Et ces phrases qui happent comme une voiture à contresens :
« L’infini eut la durée d’une saison sans arbres. »
« Qu’elle ouvre encore pour moi le lutrin de ses mains. »
Eviter « la course éperdue à l’épanouissement et la chute dans le bonheur ».

Avec ce sommet, peut-être, cet os à ronger lentement pour bien s’imprégner de sa moelle :
« Il faut quitter un amour tant qu’il vous rue encore dans le sang. Après, c’est trop tard, et rien ne reste qu’un froid intense et une tristesse de damné. »

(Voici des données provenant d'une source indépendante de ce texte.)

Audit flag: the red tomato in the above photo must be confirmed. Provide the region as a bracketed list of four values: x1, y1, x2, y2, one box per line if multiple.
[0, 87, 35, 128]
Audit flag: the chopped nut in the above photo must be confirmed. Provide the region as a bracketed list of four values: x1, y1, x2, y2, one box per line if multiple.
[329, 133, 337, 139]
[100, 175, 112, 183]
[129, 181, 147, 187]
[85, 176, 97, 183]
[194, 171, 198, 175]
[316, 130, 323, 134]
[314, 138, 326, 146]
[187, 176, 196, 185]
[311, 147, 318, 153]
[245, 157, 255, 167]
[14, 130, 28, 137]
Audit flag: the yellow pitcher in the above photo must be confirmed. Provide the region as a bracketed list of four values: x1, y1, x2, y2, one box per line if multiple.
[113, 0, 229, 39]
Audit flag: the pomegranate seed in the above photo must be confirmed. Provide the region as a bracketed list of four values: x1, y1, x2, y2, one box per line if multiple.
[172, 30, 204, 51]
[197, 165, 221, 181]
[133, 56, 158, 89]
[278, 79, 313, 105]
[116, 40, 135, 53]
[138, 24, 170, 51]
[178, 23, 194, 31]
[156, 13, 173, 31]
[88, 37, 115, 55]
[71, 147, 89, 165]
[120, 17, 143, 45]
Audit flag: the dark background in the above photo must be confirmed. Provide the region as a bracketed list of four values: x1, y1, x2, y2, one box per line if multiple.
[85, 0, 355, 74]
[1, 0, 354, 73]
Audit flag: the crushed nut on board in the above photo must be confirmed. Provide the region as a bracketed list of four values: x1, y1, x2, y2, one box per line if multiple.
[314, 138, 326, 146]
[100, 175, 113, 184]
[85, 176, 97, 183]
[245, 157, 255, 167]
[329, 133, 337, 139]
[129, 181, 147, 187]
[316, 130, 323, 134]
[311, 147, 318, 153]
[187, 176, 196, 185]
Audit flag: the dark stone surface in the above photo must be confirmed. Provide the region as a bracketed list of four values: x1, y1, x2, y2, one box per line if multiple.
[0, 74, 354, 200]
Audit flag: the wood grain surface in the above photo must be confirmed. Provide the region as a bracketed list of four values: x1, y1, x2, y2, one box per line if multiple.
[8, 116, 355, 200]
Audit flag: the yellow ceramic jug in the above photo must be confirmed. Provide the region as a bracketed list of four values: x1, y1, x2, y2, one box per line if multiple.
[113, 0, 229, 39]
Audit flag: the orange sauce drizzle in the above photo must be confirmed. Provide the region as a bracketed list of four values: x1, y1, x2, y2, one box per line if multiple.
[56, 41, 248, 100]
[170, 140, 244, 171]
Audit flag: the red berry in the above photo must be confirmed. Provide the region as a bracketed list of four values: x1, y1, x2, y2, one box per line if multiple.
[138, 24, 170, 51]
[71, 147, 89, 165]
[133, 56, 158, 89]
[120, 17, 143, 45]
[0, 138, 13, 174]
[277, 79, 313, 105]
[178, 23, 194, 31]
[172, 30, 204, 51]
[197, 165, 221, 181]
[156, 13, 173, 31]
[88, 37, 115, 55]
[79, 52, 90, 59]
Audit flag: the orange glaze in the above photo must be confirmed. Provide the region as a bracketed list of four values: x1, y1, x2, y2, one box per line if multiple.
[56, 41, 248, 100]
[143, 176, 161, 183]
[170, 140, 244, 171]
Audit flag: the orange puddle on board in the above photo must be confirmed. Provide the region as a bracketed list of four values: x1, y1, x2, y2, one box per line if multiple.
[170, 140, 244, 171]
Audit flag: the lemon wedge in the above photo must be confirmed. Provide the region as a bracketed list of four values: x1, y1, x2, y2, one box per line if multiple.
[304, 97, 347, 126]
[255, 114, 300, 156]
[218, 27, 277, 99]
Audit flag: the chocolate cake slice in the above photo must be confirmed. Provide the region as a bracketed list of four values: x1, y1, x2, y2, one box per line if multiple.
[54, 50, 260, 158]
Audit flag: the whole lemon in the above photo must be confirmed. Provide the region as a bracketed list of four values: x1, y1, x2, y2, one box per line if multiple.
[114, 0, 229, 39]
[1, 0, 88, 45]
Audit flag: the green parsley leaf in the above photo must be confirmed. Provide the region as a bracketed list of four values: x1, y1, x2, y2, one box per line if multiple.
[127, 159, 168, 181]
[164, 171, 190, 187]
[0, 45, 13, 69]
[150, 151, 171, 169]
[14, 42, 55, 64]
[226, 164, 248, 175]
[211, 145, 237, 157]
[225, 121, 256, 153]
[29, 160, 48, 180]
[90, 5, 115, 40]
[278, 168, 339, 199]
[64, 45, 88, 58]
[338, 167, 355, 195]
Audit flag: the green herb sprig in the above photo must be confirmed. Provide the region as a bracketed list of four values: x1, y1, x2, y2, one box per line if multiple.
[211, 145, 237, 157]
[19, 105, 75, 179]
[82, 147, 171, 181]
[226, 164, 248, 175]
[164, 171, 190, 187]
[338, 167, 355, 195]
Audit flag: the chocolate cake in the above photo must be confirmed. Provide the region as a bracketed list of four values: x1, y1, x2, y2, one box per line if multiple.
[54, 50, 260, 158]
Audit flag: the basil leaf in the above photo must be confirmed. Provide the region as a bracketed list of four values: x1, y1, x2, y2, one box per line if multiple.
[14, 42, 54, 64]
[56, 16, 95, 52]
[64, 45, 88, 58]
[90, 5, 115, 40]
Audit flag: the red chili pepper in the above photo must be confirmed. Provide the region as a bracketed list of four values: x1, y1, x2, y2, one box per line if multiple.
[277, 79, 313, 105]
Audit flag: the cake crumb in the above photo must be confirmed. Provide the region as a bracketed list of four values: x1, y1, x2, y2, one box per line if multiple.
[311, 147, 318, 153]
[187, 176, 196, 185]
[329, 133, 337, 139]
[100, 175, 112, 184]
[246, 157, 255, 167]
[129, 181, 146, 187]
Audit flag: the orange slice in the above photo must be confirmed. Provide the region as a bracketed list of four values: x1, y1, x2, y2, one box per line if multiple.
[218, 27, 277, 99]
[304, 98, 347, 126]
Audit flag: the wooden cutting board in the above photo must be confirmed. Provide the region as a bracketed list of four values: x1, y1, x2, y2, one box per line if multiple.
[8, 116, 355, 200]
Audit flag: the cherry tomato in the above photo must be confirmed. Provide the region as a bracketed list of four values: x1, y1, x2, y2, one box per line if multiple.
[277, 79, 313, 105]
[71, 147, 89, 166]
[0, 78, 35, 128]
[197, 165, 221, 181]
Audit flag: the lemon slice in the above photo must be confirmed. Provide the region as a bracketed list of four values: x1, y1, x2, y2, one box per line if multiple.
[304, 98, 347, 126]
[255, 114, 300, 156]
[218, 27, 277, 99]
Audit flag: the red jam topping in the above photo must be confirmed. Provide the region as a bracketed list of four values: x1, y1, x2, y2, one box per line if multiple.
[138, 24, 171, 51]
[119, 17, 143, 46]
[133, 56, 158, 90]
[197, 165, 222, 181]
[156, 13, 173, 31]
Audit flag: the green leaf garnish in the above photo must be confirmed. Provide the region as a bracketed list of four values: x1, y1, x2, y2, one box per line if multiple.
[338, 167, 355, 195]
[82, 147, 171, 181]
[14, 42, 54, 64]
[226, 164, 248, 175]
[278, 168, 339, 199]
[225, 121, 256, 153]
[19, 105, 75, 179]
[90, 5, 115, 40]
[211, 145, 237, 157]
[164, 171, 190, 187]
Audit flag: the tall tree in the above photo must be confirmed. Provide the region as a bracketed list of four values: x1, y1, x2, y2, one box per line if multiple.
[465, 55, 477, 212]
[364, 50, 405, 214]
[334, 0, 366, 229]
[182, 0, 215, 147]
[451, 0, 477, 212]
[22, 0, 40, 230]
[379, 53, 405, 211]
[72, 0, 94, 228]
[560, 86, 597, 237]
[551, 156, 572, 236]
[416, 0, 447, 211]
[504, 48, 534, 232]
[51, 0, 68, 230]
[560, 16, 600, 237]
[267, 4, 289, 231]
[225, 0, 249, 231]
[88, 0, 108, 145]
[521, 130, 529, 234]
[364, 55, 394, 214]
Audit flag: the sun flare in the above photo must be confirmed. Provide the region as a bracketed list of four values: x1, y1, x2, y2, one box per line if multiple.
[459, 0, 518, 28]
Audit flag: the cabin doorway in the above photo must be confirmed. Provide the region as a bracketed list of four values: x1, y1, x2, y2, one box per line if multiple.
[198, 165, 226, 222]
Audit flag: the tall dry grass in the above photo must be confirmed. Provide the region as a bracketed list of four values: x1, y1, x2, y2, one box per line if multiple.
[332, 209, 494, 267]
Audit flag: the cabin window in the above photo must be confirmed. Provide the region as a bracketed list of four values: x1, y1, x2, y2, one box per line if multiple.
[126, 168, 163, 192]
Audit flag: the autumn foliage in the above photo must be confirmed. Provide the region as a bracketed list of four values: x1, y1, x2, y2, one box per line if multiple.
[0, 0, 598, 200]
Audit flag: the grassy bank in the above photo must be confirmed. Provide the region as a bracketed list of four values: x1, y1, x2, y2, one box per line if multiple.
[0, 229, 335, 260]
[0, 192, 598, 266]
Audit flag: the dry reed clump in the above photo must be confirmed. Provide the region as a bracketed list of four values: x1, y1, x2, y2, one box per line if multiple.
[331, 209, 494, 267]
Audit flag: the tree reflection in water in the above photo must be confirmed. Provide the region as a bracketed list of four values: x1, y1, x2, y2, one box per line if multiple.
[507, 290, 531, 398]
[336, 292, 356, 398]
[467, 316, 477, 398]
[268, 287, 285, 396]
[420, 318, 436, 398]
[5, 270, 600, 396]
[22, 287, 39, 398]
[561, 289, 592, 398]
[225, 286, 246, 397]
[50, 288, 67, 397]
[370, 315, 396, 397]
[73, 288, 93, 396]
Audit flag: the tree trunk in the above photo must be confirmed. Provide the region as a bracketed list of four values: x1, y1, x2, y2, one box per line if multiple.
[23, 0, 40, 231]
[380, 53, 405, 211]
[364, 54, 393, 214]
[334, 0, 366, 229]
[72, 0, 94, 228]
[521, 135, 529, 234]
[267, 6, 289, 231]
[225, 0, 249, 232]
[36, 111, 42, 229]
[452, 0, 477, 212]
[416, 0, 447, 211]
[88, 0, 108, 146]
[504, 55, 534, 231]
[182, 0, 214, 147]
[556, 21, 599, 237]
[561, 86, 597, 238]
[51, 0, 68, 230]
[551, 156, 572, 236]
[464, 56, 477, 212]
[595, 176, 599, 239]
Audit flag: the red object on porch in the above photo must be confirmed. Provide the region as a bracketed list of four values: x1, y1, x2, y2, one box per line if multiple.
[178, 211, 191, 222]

Un livre à lire deux fois, au moins, pour se brûler à chaque fois au froid intense de Caroline Lamarche.
égarés sur les chemins tortueux de l'existence 7 étoiles

Caroline lamarche s'essaye au jeu très casse-gueule de se fondre dans la peau de six personnages très différents les uns des autres, mais réunis par une même chose : la vision d'un chien courant le long de l'autoroute, chien qui aura tôt fait de cristalliser leurs détresses respectives.
Pour un coup d'essai (c'était son premier "roman" je pense), c'est un coup plutôt réussi. Les histoires se laissent lire avec plaisir même si l'on (moi en tout cas) peine parfois à croire à l'existence des personnages (surtout s'ils sont censés vous ressembler quelque part). Mais peu importe : chaque trajectoire recèle suffisamment de vérité et de fragilité, d'espoir et de désillusion pour parler à chaque lecteur, là , quelque part, là où il espérait courir pour quelque chose, courir vers un but, ou, plus douloureusement, courir pour se perdre, le long de l'autoroute ou des chemins tortueux de son existence.